L’art au secours des EHPAD ?
Il est 14h30. Rue des Cendriers, au coeur du quartier populaire des Amandiers. Des jeunes orientent une centaine de personnes vers la salle de restaurant de la maison de retraite. Des résident.e.s sont déjà installé.e.s et nous accueillent.
Nous avons rendez-vous pour un après-midi de partage autour d’une bien belle question : « L’art au secours des EHPAD? ». Cette rencontre n’arrive pas par hasard. Depuis 18 mois, sous l’impulsion de Richard Michel, directeur du pôle Korian Seniors, une dynamique se tisse entre deux maisons de retraite du 20e et les acteurs culturels de l’arrondissement.
Oublier les mots et perdre du pouvoir de s’exprimer
J. est entrée à la maison de retraite parce qu’elle n’arrivait plus à rester chez elle. Tout d’abord, elle a commencé par oublier. Des prénoms. Le coup de fil de sa fille une heure avant. Ses clés qu’elle cherchait partout. Et puis elle est tombée. Elle ne pouvait plus rester chez elle.
F. n’ouvrait pas la porte de chez elle aux aides médicales qui venaient lui rendre visite. Sauf quand elles lui apportaient de la nourriture. Elle accumulait des objets, oubliait de faire sa toilette tous les jours. Elle ne pouvait plus rester chez elle.
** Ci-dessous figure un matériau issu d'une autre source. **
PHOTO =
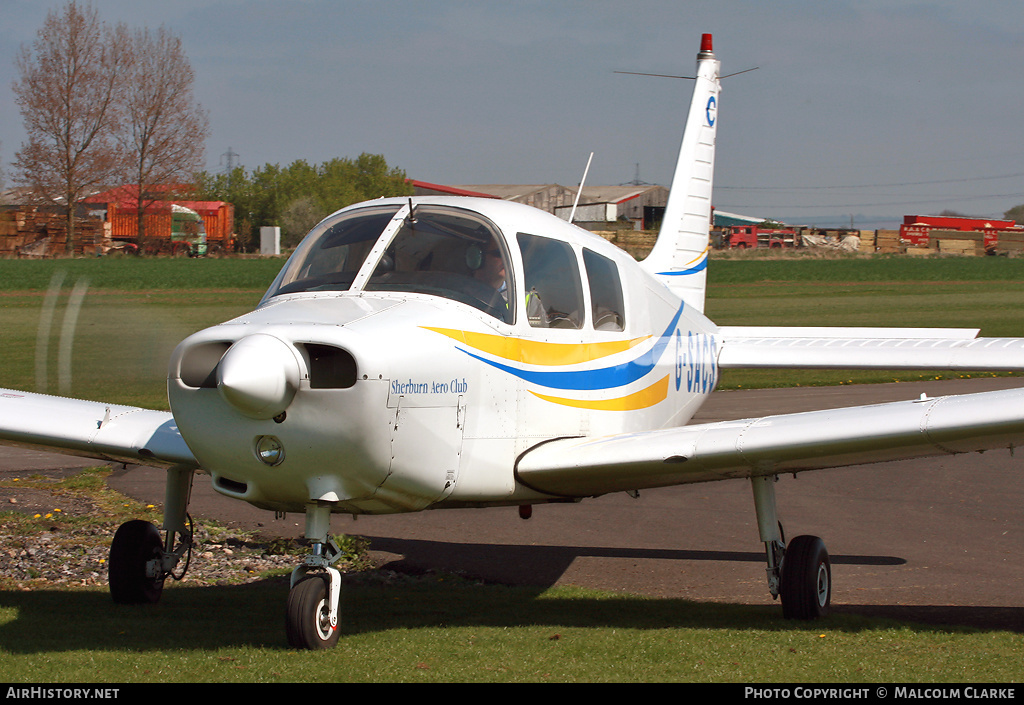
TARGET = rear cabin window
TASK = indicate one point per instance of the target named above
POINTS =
(607, 310)
(554, 293)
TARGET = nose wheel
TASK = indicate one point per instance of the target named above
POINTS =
(309, 622)
(312, 618)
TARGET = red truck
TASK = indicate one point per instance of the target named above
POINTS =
(915, 229)
(752, 236)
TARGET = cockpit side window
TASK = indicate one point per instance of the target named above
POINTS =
(554, 294)
(451, 253)
(330, 256)
(607, 310)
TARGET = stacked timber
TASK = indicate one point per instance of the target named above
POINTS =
(970, 243)
(887, 242)
(40, 232)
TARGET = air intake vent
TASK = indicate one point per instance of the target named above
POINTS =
(330, 368)
(199, 364)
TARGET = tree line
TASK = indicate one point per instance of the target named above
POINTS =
(299, 196)
(105, 106)
(101, 106)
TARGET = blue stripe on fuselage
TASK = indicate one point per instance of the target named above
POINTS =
(604, 378)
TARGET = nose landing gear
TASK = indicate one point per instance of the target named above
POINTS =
(312, 617)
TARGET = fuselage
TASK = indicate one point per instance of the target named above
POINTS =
(412, 349)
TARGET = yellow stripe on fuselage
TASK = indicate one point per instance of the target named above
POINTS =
(640, 400)
(537, 351)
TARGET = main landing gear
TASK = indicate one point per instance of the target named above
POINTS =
(800, 573)
(140, 561)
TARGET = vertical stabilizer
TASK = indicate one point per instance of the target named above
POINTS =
(680, 255)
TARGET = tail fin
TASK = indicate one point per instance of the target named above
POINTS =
(680, 255)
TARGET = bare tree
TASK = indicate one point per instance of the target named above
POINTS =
(165, 127)
(68, 93)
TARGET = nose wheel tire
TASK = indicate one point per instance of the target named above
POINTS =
(806, 580)
(135, 544)
(308, 620)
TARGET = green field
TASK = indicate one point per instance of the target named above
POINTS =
(136, 310)
(446, 629)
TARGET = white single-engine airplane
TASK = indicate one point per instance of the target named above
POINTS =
(428, 353)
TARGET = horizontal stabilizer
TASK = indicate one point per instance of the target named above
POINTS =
(787, 443)
(92, 429)
(867, 348)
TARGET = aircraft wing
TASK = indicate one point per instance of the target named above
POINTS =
(862, 348)
(787, 443)
(92, 429)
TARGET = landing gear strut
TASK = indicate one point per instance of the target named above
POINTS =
(313, 604)
(140, 561)
(800, 573)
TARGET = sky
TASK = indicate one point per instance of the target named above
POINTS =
(859, 112)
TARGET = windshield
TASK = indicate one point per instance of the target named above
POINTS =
(331, 255)
(439, 251)
(451, 253)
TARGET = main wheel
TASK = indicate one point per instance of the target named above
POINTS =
(308, 620)
(806, 580)
(135, 543)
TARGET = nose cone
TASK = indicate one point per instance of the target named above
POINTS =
(258, 376)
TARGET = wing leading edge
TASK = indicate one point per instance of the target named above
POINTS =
(92, 429)
(787, 443)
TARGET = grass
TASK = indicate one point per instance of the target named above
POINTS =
(451, 630)
(440, 628)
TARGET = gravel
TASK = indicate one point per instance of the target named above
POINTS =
(55, 549)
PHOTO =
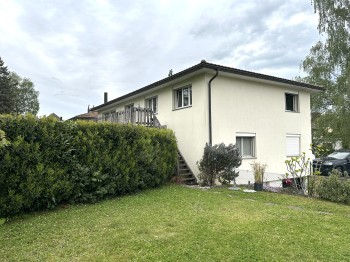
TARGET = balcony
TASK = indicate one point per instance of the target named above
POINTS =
(134, 115)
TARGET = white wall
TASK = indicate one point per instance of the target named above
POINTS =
(237, 106)
(256, 107)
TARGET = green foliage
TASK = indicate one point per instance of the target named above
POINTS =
(3, 141)
(7, 91)
(17, 94)
(334, 188)
(219, 162)
(299, 169)
(259, 171)
(26, 96)
(49, 162)
(328, 65)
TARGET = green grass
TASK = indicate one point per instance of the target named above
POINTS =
(176, 223)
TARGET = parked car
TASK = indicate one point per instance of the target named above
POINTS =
(339, 160)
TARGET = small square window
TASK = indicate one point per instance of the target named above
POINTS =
(293, 145)
(152, 103)
(292, 102)
(246, 146)
(183, 97)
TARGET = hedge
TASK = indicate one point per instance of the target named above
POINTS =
(49, 162)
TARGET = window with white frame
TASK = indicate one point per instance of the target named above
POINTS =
(293, 145)
(292, 102)
(183, 97)
(152, 103)
(245, 143)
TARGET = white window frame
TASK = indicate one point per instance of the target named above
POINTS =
(152, 103)
(176, 97)
(252, 136)
(295, 101)
(293, 145)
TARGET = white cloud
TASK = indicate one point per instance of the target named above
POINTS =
(73, 51)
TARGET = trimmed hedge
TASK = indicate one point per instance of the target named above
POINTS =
(333, 188)
(49, 162)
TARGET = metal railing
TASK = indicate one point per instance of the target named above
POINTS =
(134, 115)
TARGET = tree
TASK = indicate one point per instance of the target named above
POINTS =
(7, 91)
(26, 96)
(219, 162)
(328, 65)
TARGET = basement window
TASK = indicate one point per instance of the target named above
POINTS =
(152, 103)
(245, 143)
(293, 145)
(183, 97)
(292, 102)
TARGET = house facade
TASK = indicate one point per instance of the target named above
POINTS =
(268, 118)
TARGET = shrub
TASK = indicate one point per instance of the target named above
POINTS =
(259, 171)
(299, 168)
(219, 162)
(334, 188)
(49, 162)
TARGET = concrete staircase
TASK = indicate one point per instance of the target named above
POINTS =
(184, 172)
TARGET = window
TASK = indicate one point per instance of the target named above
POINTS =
(292, 102)
(245, 143)
(183, 97)
(293, 145)
(129, 107)
(152, 104)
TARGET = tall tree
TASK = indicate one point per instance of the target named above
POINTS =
(26, 96)
(328, 64)
(7, 91)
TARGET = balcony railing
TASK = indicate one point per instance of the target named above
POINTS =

Quand J. et F. sont arrivées à la maison de retraite, elles n’ont pas voulu dans un premier temps sortir de leurs chambres. Elles n’avaient pas envie. Elles se sentaient perdues. Ne se sentaient pas capables de manger à côté d’autres résident.e.s. De trouver les mots. C’est difficile parfois de trouver les mots. On peut les avoir oubliés. On peut les remplacer par d’autres qui n’ont pas le même sens.
C’est difficile d’avoir une expression de soi quand on oublie les mots, quand ils vous échappent.
La création pour reprendre confiance et parler de soi
Et puis il y a eu la rencontre avec Anne Basaille. Anne est céramiste. Elle croit en la puissance du geste, la puissance de la terre qu’on malaxe, de l’argile pour faire lien avec le réel. Elle est persuadée que l’expression de soi est possible autrement que par les mots.
Tout doucement, J. a accepté de fréquenter l’atelier poterie. Elle a pris d’abord une petite boule de terre. Elle lui a donné une première forme. Elle a souri. Le soir, elle a accepté d’aller diner avec les autres résident.e.s, dans la salle commune. J. a expérimenté le pouvoir libérateur de l’acte de créer.
C’est essentiel pour Anne d’intervenir en EHPAD. Elle affirme que les personnes dites « normales », c’est-à dire sans problème de santé, sans problème de dépendance, ne sont pas représentatives à elles seules du monde. Qu’il lui est donc indispensable de se frotter à d’autres manières d’être au monde.
« Nous sommes tous relié.e.s à la même condition humaine »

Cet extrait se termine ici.